The majority of people with 'CFS' diagnosed in the last 10 years have no idea what neuro immune disease ME does to people as they don't have ME or even heard of it. The same way someone who isn't pregnant has no idea of the pain and psychological trauma (to some) of child birth. What is different though, is men don't speak on behalf of women regarding scientists who mock women who suffer mentally from the act of childbirth. Women speak for women regarding complex maternity experiences and defend other women being verbally tormented. These women would never be accused by others for 'personal attacks'. They would be clapped and congratulated.
To our cost, CFS patients speak for ME patients, and scientists who know nothing about CFS or ME speak for CFS and ME patients. This is what Alan Dove has done. He makes public statements, and therefore by nature will be criticised robustly for the hurt he causes. He should apologise, but won't. He has no idea people die of ME and CFS, and the vast majority who do die, commit suicide. Talking about ME and CFS in public as a scientist is therefore a procarious matter that should be thoroughly thought out. Alan Dove did not do this, and has been caught out by the furore he has caused in many. NB: The vast majority of people feeling put out are silent due to severe disabilty and by default are unable to protest......unseen, unconsidered.
Instead of realising the error of his ways, Alan Dove becomes defensive in a blog/post and says people with CFS who criticise see him as an 'idiot'. Strange but very easy to not reply in depth by saying this, and just use a few lines. Unlike people with ME and CFS he earns money, can go on vacation and prepare his own meals, wash, and breathe without difficulty. If we could too, then probably we also would return to upset patients with an Internet soundbite and turn on the ice hockey on the plasma and say 'whatever'...Which is what Alan has done. His choice. People are how they are and we can change no one.

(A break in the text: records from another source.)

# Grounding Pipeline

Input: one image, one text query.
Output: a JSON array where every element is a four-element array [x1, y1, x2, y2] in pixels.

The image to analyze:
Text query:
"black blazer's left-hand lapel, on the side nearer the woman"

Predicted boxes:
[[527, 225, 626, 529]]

In his shoes and anorexic knowlede on bulky CFS biomedical research I'd do the same to be honest. Nothing like a negative experience and moment of hindsight to alter an engraved view though. On a ME/CFS forum, ME patients will be the minority and so sadly we get excluded from the majority. That's part of the deal with this condition no one can change it and will only be able to rectify with bombshell moments like XMRV coming along and changing the entire state of play.
If and when XMRV is accepted in the medical community the severely ill with ME and CFS can go on a illness label vacation (no other is possible) and return with a new label that fits their procarious predicament more suitably that a Chronic Fatigue Syndrome. NB: For some, CFS is an approrpriate term and probably quite useful to explain what is wrong. We are all aware of this, but others are included too. 1 in 4 people are bed ridden and housebound with CFS and ME, that's 25%.
It's best to let the CFS people without severe neuro immune disablity have their say and us with have ours. That is equality and that is fair. In people not as far down the slippery biological branch that dips into the volcano of acid, Alan Dove would be seen as simply someone with a differing view, rather than someone who's just single handedly ripped neuro immune disease ME (CFS) to shreds by baiting patients with biased preset views that are outdated and unwelcomed.
Keep the flag waving Gracenote, the flag of hope for change and never surrender. Things will change.
The WPI are the armada for this change.